Un régime de famine : le plus souvent de l’agouma, bouillie de farine très claire, dont il faut se distendre l’estomac ; une heure après, la faim est là de nouveau. Particulièrement répugnante la soupe de marrons et de vieilles poires cuites à l’eau, où surnage une croûte d’asticots. Chaque semaine, on attend avec impatience les trois seuls repas mangeables : le hareng, la soupe aux peaux et aux œufs de morue, et les pommes de terre. Mais alors la quantité diminue et les portions sont absolument insuffisantes.

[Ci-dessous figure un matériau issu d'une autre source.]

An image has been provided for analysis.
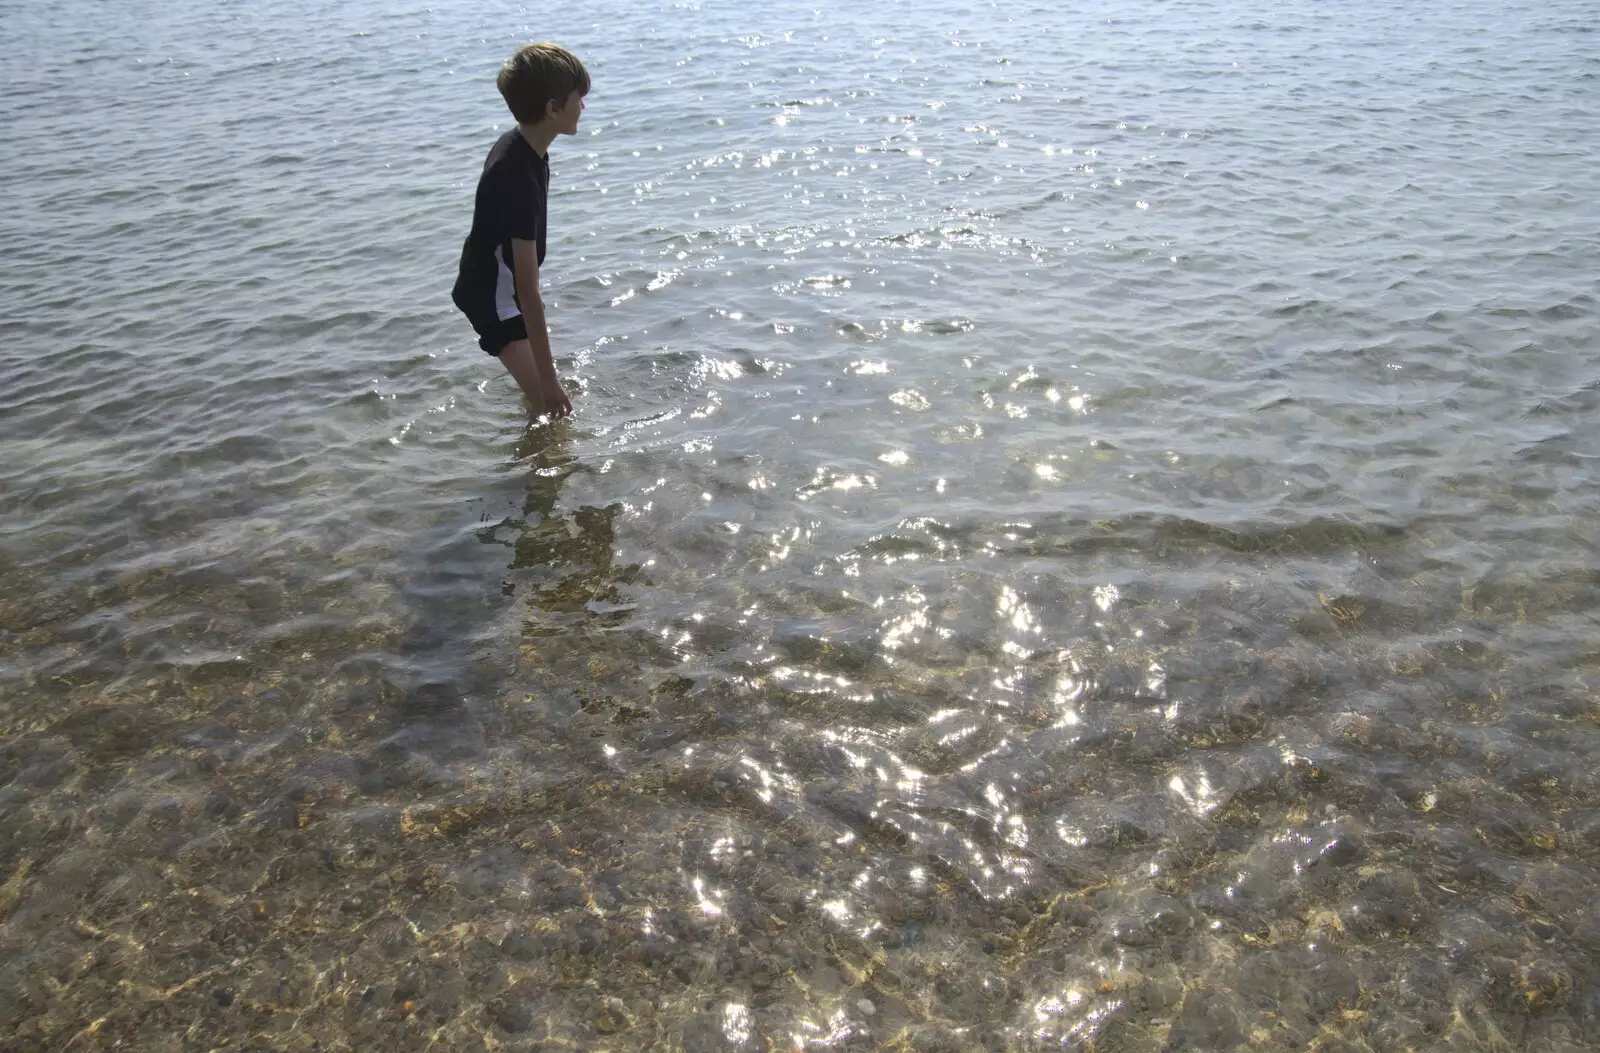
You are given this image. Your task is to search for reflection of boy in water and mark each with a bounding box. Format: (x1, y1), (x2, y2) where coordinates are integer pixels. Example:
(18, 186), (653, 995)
(501, 433), (626, 613)
(452, 43), (589, 419)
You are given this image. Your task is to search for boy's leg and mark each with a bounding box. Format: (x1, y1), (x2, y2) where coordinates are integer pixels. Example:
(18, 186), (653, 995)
(498, 339), (550, 415)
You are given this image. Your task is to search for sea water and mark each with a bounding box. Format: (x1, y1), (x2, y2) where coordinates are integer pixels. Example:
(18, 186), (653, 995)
(2, 0), (1598, 1048)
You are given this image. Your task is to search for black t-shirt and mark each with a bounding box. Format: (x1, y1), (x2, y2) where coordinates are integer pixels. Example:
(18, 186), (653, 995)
(451, 129), (549, 322)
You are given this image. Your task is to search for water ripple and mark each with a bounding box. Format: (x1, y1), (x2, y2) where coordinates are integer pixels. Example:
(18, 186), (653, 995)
(3, 0), (1600, 1048)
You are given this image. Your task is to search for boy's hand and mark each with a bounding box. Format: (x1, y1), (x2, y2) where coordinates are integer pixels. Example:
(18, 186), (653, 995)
(545, 379), (573, 419)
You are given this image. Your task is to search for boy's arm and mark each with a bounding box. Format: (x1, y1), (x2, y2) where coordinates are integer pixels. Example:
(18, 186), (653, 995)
(511, 238), (572, 417)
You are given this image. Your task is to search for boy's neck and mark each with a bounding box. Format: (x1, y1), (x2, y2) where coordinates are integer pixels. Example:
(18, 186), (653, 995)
(516, 121), (558, 157)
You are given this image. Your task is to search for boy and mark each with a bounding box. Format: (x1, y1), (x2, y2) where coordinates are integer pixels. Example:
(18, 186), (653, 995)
(452, 43), (589, 419)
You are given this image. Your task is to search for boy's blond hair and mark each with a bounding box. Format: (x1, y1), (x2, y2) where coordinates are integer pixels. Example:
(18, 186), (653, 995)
(497, 43), (590, 125)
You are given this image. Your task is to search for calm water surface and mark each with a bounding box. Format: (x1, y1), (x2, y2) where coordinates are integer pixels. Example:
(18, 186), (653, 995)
(3, 0), (1600, 1049)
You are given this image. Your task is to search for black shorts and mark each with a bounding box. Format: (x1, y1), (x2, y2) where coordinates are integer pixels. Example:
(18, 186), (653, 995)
(467, 313), (528, 356)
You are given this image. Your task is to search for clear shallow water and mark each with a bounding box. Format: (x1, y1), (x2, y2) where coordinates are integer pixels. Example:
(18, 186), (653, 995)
(3, 0), (1599, 1048)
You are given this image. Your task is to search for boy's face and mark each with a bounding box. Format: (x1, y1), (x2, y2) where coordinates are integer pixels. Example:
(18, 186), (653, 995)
(549, 90), (585, 136)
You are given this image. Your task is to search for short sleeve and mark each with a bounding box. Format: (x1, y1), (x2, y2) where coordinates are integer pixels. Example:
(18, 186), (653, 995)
(493, 163), (539, 242)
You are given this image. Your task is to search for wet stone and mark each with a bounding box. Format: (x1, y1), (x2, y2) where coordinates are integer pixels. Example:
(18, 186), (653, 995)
(594, 996), (631, 1033)
(1109, 896), (1195, 948)
(1573, 813), (1600, 851)
(495, 1000), (535, 1035)
(1443, 914), (1521, 962)
(491, 983), (541, 1035)
(1164, 987), (1247, 1051)
(1517, 959), (1573, 1012)
(1316, 820), (1367, 866)
(903, 1026), (969, 1053)
(1128, 967), (1184, 1014)
(750, 961), (781, 991)
(1570, 908), (1600, 952)
(1342, 869), (1431, 939)
(1516, 865), (1597, 920)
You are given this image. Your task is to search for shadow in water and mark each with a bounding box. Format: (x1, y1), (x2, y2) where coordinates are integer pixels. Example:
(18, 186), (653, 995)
(494, 424), (633, 622)
(371, 422), (638, 775)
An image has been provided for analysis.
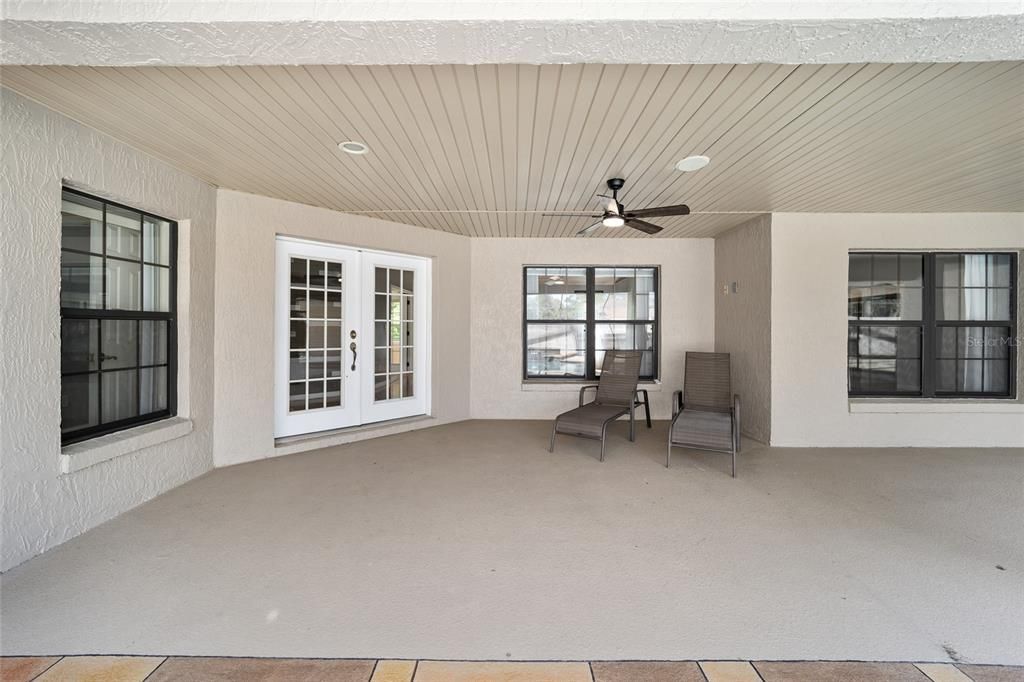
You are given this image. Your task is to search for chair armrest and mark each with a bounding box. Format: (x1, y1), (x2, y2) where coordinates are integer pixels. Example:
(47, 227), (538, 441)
(579, 385), (599, 407)
(672, 390), (683, 417)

Dans les baraques où nous rentrons le soir, nous sommes entassés à raison de deux cents hommes. Une seule paroi de planches disjointes, qui laisse passer la bise nocturne. Les systèmes de bas-flancs sont à trois étages, — en bas, à même le plancher, puis 1er et 2e étages, où il faut grimper comme un singe le long de poutrelles branlantes. Les places sont si exiguës qu’on se trouve flanc à flanc, et le plafond est si bas qu’on ne peut même s’asseoir. Peu de fenêtres, aucun système d’éclairage, une obscurité complète. Le sable, la vase séchée filtrent de toutes parts ; on vit dans une poussière rousse et malsaine qui vous déchire la poitrine : nous toussons sans répit.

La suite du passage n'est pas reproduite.